Read Time: 3 mins 30 secs
By Amy Jackson, Business Director, and David Maddison of HSBC
For the second webinar in our Virtual Learning Series, Business Director of NMPi Amy Jackson was joined by frequent Incubeta guest speaker David Maddison of HSBC for a look at the prevalent market trends of the last month or so. The second part of the session was led by Innovation Director Max Flajsner, as he walked through the findings of his latest blog post.
When we last heard from David at February’s Retail Shakedown, COVID-19 was merely a supply chain issue for UK retailers, but less than 2 months later it’s proved to have had a much more significant impact than we had expected. What was once a China-specific issue has now become a global crisis as retailers in particular record huge drops in their revenue.
At the top of this session, it’s important to reassure that the industry (and specifically brick-and-mortar) will recover. Once all of this is over, even the most staunch of online shoppers will be craving to get into a store; but realistically this might take a good 3 months before revenue starts to pick up. However, it is David’s belief that while stronger businesses might come out of this relatively unscathed, this might accelerate the demise of some weaker operators.
The Rise of Groceries
Unsurprisingly, given the recent headlines, it’s the notoriously unsexy grocery sector that has been the most in-demand. Reports of a 20% increase in demand highlight a change in consumer behaviour as more people seek to stockpile or are going against government advice and panic buying.
This is likely to continue over the next few months; albeit not to the same degree. This increase in demand goes a long way to explain the empty shelves, as stores simply weren’t prepared in the same way they are for other high demand periods like Christmas. With more time to make adjustments under their belts, stock levels are rising to meet the needs, while consumers begin to settle into new routines
Turning to non-essential retail, for many who are still working it’s likely that they’ve never had so much disposable income. Without commuting, meals and drinks out, lower mortgage repayments and other expenditures, a fairly large percentage of the population is likely to have a significant amount of discretionary income over this period. While there is undoubtedly a huge amount of uncertainty, the government has done and continues to do as much as possible to prevent lasting damage to the economy.
In essence, according to David, the economy has been put into hibernation for the next 2-3 months to allow it to come back as strong as possible later on. But this doesn’t mean that all retail sectors are shut down. Fast fashion and clothing might not be at the top of anyone’s list but hobbies (baking, gaming, health & fitness etc) and DIY have definitely seen a resurgence. Counterintuitively, the luxury retail space is still doing fairly well too and seeing a rebound in China. Prior to lockdown, it was the tech sellers that were seeing a boom; but as we settle into the lockdown we’re seeing a lot more from athleisure sellers.
Behind Closed Doors
Unfortunately, as many will know, almost every single retailer needs help. Thankfully, the government has now put many of their strategies designed to alleviate some of the pain into place, and so we hope to see the positive impact of the furlough scheme and business rate freezes, for example, in the coming weeks. However, there are bills that still need to be paid which means these businesses are still losing money.
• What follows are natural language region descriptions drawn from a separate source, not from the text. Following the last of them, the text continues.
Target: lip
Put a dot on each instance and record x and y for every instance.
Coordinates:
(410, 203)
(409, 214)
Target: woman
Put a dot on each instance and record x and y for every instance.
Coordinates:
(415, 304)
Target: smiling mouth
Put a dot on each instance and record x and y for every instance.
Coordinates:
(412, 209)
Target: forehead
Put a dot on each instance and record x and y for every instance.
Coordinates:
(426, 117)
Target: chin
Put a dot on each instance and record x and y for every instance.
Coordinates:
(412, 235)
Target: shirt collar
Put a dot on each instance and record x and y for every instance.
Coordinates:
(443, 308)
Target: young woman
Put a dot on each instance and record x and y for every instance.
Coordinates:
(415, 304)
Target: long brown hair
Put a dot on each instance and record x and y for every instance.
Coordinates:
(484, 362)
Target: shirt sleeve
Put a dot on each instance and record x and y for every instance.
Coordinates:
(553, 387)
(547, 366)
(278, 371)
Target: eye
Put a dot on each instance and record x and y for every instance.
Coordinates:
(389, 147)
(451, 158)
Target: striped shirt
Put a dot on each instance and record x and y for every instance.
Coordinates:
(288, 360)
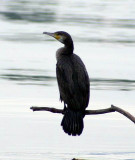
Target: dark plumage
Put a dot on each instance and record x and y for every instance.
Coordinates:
(73, 83)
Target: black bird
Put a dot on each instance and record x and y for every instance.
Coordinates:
(73, 83)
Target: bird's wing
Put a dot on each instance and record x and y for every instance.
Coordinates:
(65, 82)
(73, 82)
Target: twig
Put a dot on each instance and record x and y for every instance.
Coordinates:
(89, 112)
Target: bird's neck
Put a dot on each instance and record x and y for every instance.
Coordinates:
(69, 48)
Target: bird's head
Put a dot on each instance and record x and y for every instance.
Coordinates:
(61, 36)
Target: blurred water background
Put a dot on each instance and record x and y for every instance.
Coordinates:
(104, 37)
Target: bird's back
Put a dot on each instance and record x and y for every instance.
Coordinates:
(73, 82)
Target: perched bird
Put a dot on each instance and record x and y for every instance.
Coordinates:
(73, 83)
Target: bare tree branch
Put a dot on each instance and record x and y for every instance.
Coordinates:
(89, 112)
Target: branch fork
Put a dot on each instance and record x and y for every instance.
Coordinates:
(89, 112)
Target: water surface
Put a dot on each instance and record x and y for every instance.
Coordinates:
(104, 37)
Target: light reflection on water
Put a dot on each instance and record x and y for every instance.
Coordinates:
(27, 65)
(39, 77)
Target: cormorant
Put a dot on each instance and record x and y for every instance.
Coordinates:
(73, 83)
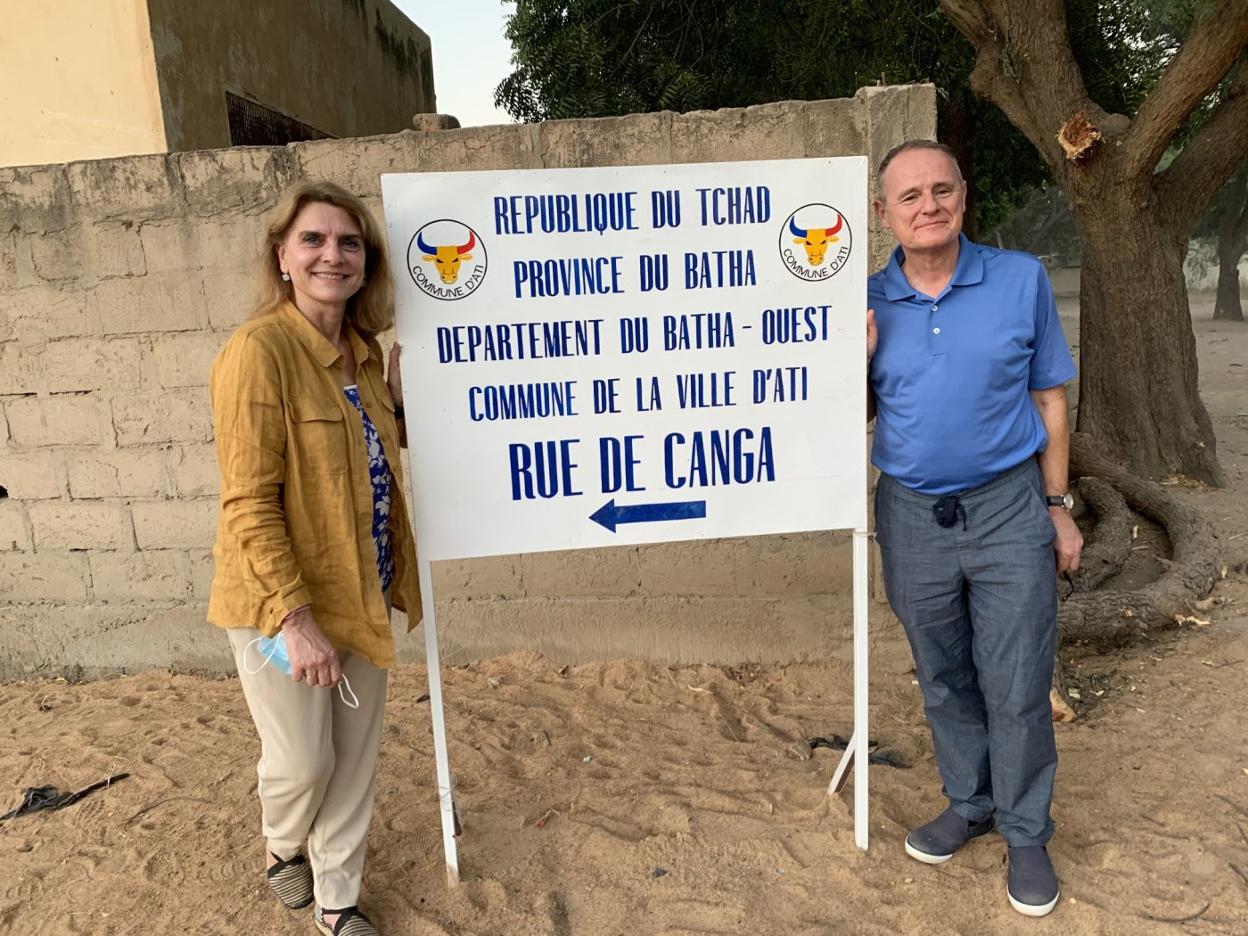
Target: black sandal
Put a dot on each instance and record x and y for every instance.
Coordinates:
(351, 922)
(291, 881)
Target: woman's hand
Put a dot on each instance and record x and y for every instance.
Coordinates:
(394, 376)
(312, 657)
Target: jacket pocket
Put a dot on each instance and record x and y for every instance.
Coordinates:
(318, 437)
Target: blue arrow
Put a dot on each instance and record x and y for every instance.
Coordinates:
(609, 514)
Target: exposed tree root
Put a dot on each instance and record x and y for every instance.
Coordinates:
(1113, 617)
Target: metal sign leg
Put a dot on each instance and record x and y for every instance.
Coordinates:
(856, 750)
(859, 743)
(433, 664)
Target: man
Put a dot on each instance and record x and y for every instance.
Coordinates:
(967, 360)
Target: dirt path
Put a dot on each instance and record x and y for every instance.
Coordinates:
(625, 798)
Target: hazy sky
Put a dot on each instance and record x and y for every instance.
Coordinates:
(471, 55)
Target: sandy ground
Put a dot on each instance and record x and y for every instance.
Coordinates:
(627, 798)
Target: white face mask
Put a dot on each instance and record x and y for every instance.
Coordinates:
(273, 650)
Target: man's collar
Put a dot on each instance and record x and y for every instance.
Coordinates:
(322, 350)
(967, 272)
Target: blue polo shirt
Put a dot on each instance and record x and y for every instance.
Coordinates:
(952, 373)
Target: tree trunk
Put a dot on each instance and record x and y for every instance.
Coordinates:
(1138, 372)
(955, 131)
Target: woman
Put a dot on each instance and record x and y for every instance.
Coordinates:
(313, 542)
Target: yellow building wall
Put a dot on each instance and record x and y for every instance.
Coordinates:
(78, 81)
(346, 68)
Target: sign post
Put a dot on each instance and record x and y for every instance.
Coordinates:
(633, 355)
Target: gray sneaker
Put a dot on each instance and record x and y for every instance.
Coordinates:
(935, 843)
(1031, 884)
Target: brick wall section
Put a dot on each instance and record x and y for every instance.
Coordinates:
(119, 281)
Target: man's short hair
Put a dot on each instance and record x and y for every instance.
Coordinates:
(915, 145)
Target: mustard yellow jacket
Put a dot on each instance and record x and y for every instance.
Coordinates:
(296, 501)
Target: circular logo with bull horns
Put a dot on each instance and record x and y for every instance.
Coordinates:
(447, 260)
(815, 242)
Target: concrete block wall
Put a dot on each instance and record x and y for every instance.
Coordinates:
(119, 281)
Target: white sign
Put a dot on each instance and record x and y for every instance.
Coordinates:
(609, 356)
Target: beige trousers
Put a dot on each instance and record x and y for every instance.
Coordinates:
(317, 766)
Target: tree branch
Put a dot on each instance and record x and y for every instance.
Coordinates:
(1202, 61)
(1011, 39)
(1208, 159)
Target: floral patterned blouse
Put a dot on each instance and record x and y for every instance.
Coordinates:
(380, 474)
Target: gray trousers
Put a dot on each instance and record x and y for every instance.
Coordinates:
(980, 609)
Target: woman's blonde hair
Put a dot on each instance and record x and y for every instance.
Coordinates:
(372, 308)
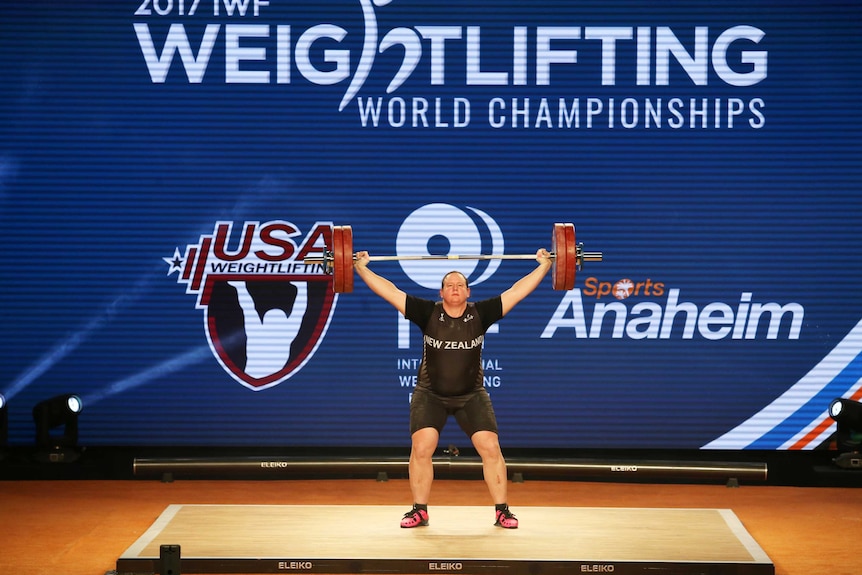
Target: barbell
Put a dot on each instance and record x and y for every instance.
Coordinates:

Priority, for the time being, will be preserving liquidity – which usually means negotiating with suppliers to extend payment terms. Some businesses will be able to take advantage of cash/debt injections or other similar schemes run by the Government, Bank of England and mainstream banks. Add in any online revenue being brought in, most businesses will hopefully be able to keep ticking over for the time being.
As we look for a return to normalcy, reports suggest that the consumer market will reopen in mid-June. David is optimistic, however, that the industry will eventually bounce back in the months following the reopening. By pulling together, we make this prediction even more of a certainty.